The Mexican Noir Reader

Welcome to the dark side of the sun.

Mexican Noir is more than just crime fiction set south of the border. Big, gripping stories expose the tension between the country’s rich culture and the brutal machinery of drugs, power, and corruption.

These books are the perfect starting point. Links go to Amazon.

 

The Cartel by Don Winslow a Mexican Noir thriller

The Cartel by Don Winslow

While the protagonist is a hard-bitten American FBI agent, this is really a modern cartel epic. It’s brutal but authentic, with many of the coarser cartel actions taken from actual events. Essential for understanding the how Mexican organized crime works.

WHY I RECOMMEND: A brutal but gripping thriller that shows the motives behind narco violence and the terrible toll on law enforcement.

 

Death in Veracruz a Mexican Noir thriller

Death in Veracruz by Héctor Aguilar Camín

This is a classic political thriller that explores the intersection of journalism, power, and the oil industry in Mexico. Like the Emilia Cruz series, it focuses heavily on how corruption is woven into the fabric of daily life and the personal cost of trying to expose it.

WHY I RECOMMEND: Oil as a source of power and corruption can be overlooked in the news coming out of Mexico but not here.

 

Velvet was the Night a Mexican Noir thriller

Velvet Was the Night by Silvia Moreno-Garcia

Set in the 1970s against the backdrop of student protests and dirty war politics, the story follows a daydreaming secretary and a lonely enforcer who are both looking for a missing woman. Atmospheric and character-driven, it’s also a lesson in Mexican politics.

WHY I RECOMMEND: Besides the smooth prose and the characters’ inner voices, this reminds us of the now mostly forgotten student rebellions in Mexico of the 60’s and 70’s.

 

43 Missing mystery

43 Missing by Carmen Amato

Based on the true disappearance of 43 students from a teaching college in 2014. Detective Emilia Cruz leaves Acapulco to join a task force investigating a mirror crime. Shocking and compelling, the story provides answers to the real unsolved crime.

WHY I RECOMMEND: This is the most noir of all the Detective Emilia Cruz books, taking an unflinching look at Mexico’s mass disappearances and the fecklessness of Mexico City’s attempts to cope.

 

The Eagle's Throne by Carlos Fuentes

The Eagle’s Throne by Carlos Fuentes

A lesson in Mexican power politics and corruption, this story is told completely through letters. Military generals, politicians and others do their worst to come out on top, but are treated to a crafty twist ending.

WHY I RECOMMEND: No other book captures so perfectly the inner machinations of the powerful interests that ran–and possibly still run–Mexico’s federal government.

 

Hurricane Season by Fernanda Melchor

Hurricane Season by Fernanda Melchor

A dark, visceral investigation into the murder of an accused witch in a small Mexican town. It captures the atmosphere of poverty, mythology, and violence with a relentless prose style that defines contemporary Mexican Noir.

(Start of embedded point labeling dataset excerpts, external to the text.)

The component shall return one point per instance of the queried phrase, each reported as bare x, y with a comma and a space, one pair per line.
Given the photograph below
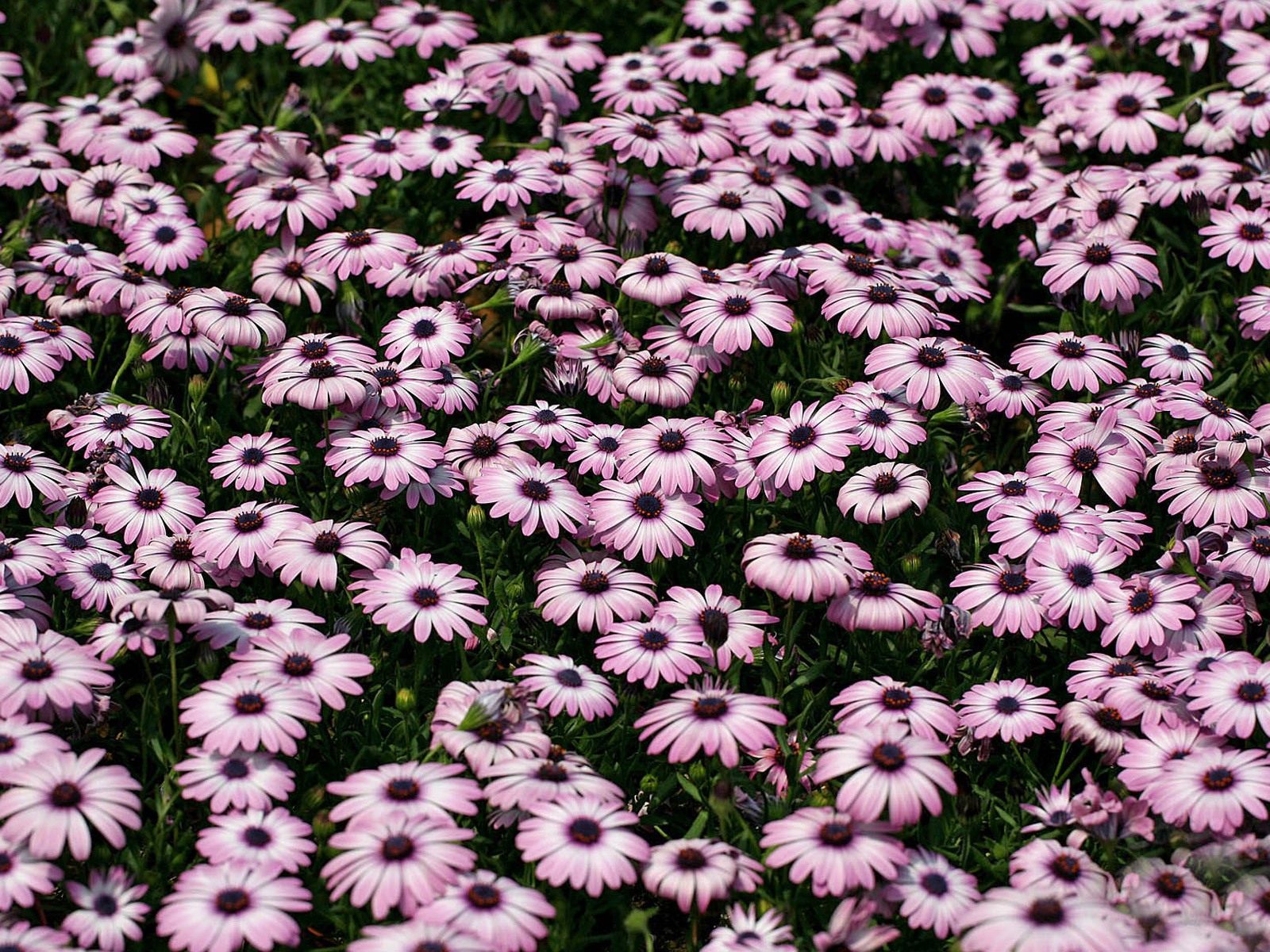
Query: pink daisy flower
249, 714
271, 839
582, 841
803, 568
594, 593
108, 911
1076, 362
241, 536
933, 892
833, 848
499, 913
1109, 270
997, 594
888, 771
252, 463
146, 505
427, 597
1034, 920
713, 720
719, 621
1011, 710
560, 685
1213, 789
241, 780
884, 490
656, 651
533, 494
639, 520
220, 908
810, 440
55, 803
349, 42
398, 862
926, 367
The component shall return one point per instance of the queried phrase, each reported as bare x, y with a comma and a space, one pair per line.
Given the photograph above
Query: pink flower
833, 848
249, 714
427, 597
888, 770
398, 862
711, 719
582, 841
219, 908
55, 803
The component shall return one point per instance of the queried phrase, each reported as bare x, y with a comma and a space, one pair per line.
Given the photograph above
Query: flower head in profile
584, 842
711, 719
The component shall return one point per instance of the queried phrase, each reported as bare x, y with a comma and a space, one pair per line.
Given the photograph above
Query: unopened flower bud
196, 387
780, 395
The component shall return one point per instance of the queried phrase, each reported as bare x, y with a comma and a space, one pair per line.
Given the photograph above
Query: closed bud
698, 774
911, 566
323, 827
209, 662
196, 387
780, 395
313, 799
821, 797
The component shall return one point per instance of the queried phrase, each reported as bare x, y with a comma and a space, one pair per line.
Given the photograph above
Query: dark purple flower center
298, 666
1219, 476
537, 490
888, 757
1014, 583
1218, 778
1109, 719
886, 484
594, 582
837, 835
398, 848
800, 437
648, 505
710, 708
584, 831
931, 357
1170, 885
1085, 460
251, 520
149, 499
1251, 692
37, 670
65, 795
105, 905
1047, 912
1141, 601
897, 698
799, 547
1047, 522
233, 901
935, 884
483, 895
1098, 253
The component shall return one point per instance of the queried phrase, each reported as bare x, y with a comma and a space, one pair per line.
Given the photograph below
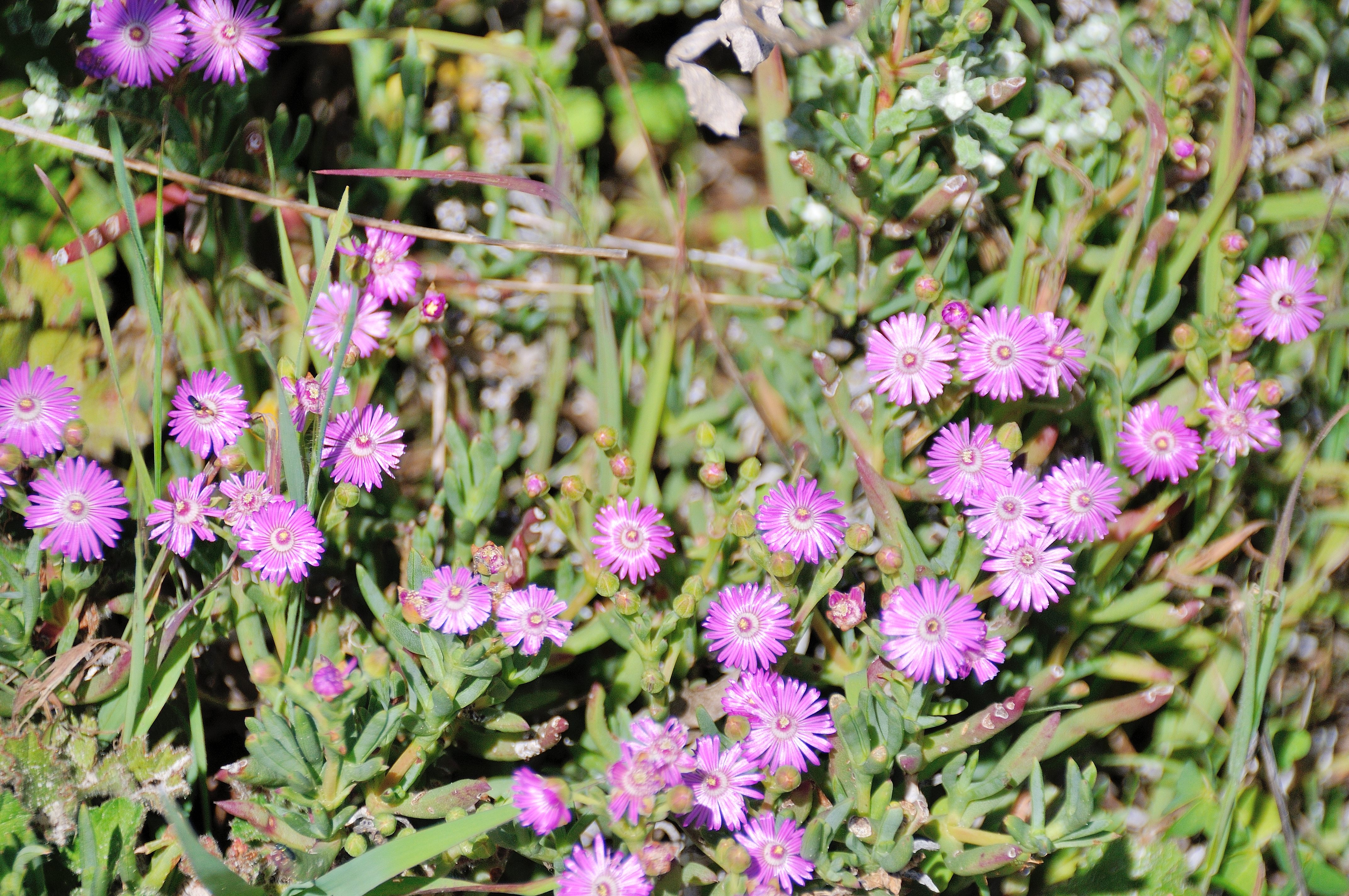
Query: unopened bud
1010, 436
607, 585
889, 561
859, 536
1185, 337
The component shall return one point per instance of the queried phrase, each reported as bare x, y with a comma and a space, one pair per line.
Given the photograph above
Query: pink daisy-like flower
226, 37
1235, 427
81, 504
748, 627
362, 446
311, 395
1007, 513
208, 412
287, 542
632, 539
1062, 354
1080, 500
177, 523
791, 728
1033, 575
635, 782
802, 520
529, 616
930, 627
664, 747
984, 662
1156, 443
1279, 301
139, 40
247, 496
598, 872
775, 848
456, 601
34, 405
908, 360
1004, 353
393, 276
328, 323
964, 465
330, 680
721, 782
540, 799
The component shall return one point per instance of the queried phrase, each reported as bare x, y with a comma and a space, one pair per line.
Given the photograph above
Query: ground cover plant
674, 449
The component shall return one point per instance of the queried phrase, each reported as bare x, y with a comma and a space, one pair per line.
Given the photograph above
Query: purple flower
311, 395
1062, 354
1235, 428
775, 848
664, 747
748, 627
287, 542
529, 617
635, 782
331, 680
802, 521
81, 504
1004, 353
930, 628
34, 405
362, 446
791, 726
1156, 443
1279, 301
393, 277
456, 601
962, 465
598, 872
208, 411
632, 539
1080, 500
1007, 513
328, 323
908, 360
1031, 577
719, 782
247, 496
224, 37
177, 523
540, 799
984, 660
139, 40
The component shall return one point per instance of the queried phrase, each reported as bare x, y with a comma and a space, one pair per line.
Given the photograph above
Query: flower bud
742, 524
927, 288
607, 585
713, 474
780, 565
889, 561
1185, 337
434, 307
489, 559
622, 466
1010, 436
1270, 392
347, 494
536, 485
859, 536
573, 488
1234, 244
737, 728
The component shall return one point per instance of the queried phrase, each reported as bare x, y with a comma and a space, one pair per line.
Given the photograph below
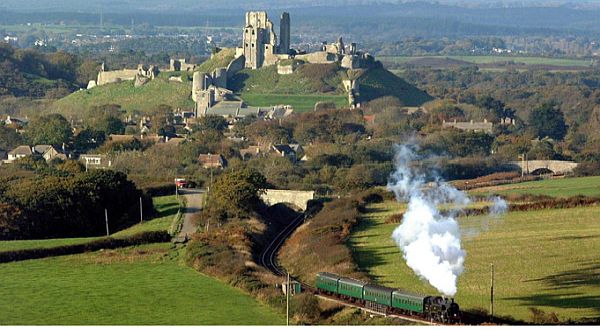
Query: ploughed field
546, 259
587, 186
146, 285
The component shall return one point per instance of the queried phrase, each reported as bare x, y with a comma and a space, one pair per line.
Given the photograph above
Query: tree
51, 129
89, 139
9, 138
212, 122
237, 193
548, 120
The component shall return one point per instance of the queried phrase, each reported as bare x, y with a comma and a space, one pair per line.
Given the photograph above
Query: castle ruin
260, 46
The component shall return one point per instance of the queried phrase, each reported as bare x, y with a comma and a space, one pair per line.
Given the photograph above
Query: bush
540, 317
305, 308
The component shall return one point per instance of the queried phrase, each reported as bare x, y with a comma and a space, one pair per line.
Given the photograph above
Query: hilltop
323, 81
308, 84
132, 99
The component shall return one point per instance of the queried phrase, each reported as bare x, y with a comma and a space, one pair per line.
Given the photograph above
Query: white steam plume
499, 206
429, 240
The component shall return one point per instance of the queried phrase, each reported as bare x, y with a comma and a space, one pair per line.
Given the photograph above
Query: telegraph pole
492, 293
106, 220
141, 212
287, 301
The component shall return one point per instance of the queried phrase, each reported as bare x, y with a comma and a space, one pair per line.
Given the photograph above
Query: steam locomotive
432, 308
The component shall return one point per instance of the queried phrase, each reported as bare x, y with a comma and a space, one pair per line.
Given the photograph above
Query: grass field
495, 59
301, 103
141, 99
135, 286
546, 259
166, 207
587, 186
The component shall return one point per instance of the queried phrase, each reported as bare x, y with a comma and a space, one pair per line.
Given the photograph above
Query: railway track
268, 259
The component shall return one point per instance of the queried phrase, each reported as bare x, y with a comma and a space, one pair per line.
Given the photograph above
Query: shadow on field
588, 275
574, 237
368, 258
574, 300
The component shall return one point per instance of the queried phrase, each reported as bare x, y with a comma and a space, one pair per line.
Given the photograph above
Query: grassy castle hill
310, 83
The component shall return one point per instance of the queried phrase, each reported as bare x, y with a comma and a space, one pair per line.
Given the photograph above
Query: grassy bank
301, 103
587, 186
545, 259
165, 206
533, 60
134, 286
132, 99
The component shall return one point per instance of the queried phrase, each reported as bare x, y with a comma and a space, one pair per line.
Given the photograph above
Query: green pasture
142, 99
546, 259
488, 59
146, 285
301, 103
165, 206
562, 187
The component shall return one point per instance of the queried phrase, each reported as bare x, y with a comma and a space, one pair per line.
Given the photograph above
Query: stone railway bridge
537, 167
297, 198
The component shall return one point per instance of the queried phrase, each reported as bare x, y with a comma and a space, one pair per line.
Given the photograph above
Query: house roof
284, 148
210, 159
121, 138
42, 148
21, 150
175, 141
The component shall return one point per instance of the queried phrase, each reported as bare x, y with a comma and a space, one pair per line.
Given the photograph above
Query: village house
95, 161
212, 161
484, 126
13, 121
290, 151
19, 152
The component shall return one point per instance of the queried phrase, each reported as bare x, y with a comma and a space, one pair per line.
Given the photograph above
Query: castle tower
259, 39
284, 33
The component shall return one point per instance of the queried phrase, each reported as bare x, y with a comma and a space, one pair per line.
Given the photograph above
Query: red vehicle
181, 182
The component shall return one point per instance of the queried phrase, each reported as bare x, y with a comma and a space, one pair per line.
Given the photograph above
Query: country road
193, 205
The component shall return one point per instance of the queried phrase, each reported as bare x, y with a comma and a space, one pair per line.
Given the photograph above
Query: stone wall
235, 66
295, 197
556, 166
109, 77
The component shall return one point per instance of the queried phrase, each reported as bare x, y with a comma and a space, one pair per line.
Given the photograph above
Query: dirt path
193, 199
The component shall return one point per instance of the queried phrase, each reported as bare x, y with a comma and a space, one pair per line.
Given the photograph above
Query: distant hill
27, 72
130, 98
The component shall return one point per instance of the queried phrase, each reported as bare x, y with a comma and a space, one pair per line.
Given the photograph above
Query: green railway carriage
407, 301
327, 282
378, 294
351, 287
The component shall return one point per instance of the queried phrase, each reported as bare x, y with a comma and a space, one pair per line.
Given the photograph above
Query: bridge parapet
297, 198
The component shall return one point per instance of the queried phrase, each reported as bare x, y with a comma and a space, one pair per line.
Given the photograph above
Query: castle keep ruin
259, 45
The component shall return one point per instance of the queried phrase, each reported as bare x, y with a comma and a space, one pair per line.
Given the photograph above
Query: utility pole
492, 293
141, 212
106, 220
287, 301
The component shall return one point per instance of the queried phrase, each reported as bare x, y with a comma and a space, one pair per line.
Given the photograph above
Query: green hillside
545, 259
131, 99
380, 82
308, 79
323, 79
219, 60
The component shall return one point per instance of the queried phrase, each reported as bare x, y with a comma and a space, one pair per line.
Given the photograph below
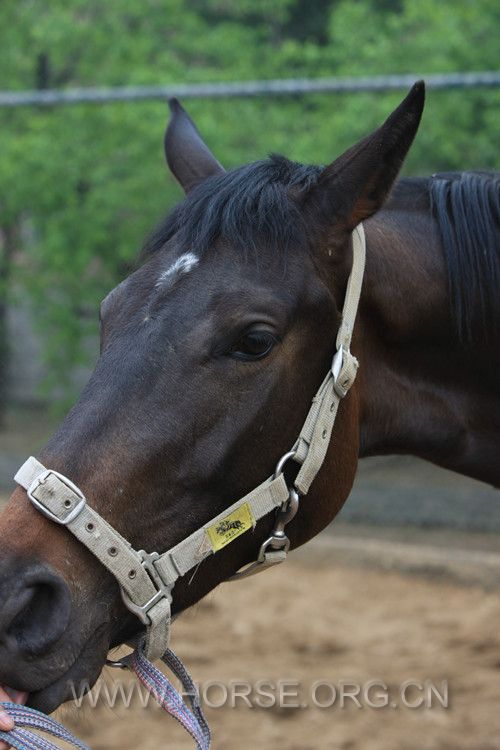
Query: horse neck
421, 391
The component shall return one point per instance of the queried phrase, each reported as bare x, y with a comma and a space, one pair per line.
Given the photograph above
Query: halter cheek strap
146, 579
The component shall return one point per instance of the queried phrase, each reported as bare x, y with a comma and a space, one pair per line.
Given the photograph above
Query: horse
211, 350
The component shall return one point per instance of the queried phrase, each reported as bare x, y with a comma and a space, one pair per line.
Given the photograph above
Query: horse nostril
39, 613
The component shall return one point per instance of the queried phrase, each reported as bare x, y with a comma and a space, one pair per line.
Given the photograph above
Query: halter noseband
146, 579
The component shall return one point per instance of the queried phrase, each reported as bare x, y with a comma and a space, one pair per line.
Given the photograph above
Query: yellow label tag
230, 527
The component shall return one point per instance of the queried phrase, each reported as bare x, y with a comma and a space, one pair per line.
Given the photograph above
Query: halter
146, 580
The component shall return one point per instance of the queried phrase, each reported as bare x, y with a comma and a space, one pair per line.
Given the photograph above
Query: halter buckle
39, 505
164, 590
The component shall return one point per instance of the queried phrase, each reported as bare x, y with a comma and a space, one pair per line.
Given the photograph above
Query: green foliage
81, 186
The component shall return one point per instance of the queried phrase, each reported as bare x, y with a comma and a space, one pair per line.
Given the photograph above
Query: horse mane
249, 207
466, 208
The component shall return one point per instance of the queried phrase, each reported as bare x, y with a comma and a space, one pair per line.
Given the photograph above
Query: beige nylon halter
146, 580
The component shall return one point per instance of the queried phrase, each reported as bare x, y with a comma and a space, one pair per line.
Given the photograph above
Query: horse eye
254, 345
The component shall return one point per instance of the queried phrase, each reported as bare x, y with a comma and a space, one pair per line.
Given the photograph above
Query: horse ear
188, 157
355, 185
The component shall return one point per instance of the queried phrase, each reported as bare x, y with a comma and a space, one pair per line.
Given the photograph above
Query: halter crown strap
146, 580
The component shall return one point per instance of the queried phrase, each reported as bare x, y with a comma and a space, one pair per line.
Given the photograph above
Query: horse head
211, 351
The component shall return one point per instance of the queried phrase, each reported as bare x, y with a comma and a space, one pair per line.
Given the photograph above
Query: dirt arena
316, 619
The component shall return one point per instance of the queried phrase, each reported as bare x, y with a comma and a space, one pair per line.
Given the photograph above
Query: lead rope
155, 682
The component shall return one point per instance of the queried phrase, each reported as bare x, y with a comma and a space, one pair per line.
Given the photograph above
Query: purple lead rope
192, 719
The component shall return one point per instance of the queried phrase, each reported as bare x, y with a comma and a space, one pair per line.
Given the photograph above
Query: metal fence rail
284, 87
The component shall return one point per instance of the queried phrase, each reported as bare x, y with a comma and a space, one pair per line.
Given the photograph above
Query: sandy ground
317, 620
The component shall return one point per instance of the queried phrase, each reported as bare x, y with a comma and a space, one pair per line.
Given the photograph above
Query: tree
81, 186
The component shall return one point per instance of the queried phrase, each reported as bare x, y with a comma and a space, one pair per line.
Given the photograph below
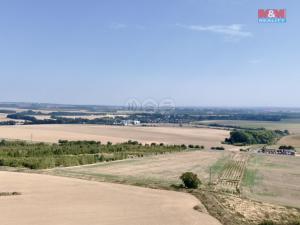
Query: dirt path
52, 200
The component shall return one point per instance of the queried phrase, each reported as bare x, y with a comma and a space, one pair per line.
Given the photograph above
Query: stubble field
116, 134
52, 200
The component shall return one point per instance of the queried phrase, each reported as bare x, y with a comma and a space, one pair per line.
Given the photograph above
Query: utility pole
210, 175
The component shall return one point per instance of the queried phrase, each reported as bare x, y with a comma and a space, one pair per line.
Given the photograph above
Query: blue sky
196, 52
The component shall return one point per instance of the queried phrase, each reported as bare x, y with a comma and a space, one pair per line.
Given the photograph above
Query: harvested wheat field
170, 135
293, 140
274, 179
163, 170
52, 200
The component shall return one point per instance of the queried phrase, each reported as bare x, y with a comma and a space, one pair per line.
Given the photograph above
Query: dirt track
49, 200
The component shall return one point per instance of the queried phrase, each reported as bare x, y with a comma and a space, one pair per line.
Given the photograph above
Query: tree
190, 180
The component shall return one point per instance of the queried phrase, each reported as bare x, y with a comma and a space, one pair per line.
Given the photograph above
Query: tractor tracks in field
232, 174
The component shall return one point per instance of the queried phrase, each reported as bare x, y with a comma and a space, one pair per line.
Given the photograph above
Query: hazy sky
196, 52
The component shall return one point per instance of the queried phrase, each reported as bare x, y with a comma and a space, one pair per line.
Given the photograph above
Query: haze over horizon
197, 53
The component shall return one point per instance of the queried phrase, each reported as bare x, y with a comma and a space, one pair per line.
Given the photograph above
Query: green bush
190, 180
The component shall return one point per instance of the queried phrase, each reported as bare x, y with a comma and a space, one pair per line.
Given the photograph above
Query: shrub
190, 180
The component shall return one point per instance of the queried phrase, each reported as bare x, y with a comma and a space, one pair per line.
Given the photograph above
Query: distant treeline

WHY I RECOMMEND: This is an admittedly difficult book for the modern reader to take on, with crude language and streaming prose, but the harshness of the rural Mexican setting rings true.

 

Federales by Christopher Irvin

Federales by Christopher Irvin

A washed-up US agent takes a job as a bodyguard to a female Mexican mayor under pressure from a local cartel. A riveting, heart-wrenching tale based on a true murder mystery.

WHY I RECOMMEND: This is based on a true murder and demonstrates what happens when good people stand up to the cartels if they are forced to go it alone.

 

All Our Wars by Stephanie Vasquez

All Our Wars by Stephanie Vasquez

The daughter of a Mexican narco is brought back to Mexico and forced to take his place as head of the family-run cartel. But criminal rivalries and an old lover, combined with treachery within her own family, force her into a power play to survive.

WHY I RECOMMEND: A well-written story that exposes the rivalry and back-stabbing that goes on inside the narco world. Plus a star-crossed love story.

 

Soldiers and Kings by Jason de Leon

Soliders and Kings by Jason de Leon

Not fiction, this compelling saga of the coyotes who guide migrants through Mexico to the border with the US is essential reading to understand the complexity, violence and destructiveness of the journey and how it is a cottage industry prey to organized crime.

WHY I RECOMMEND: It’s impossible to truly understand the very real but noir world of unauthorized migration through Mexico without understanding the underworld that enables it.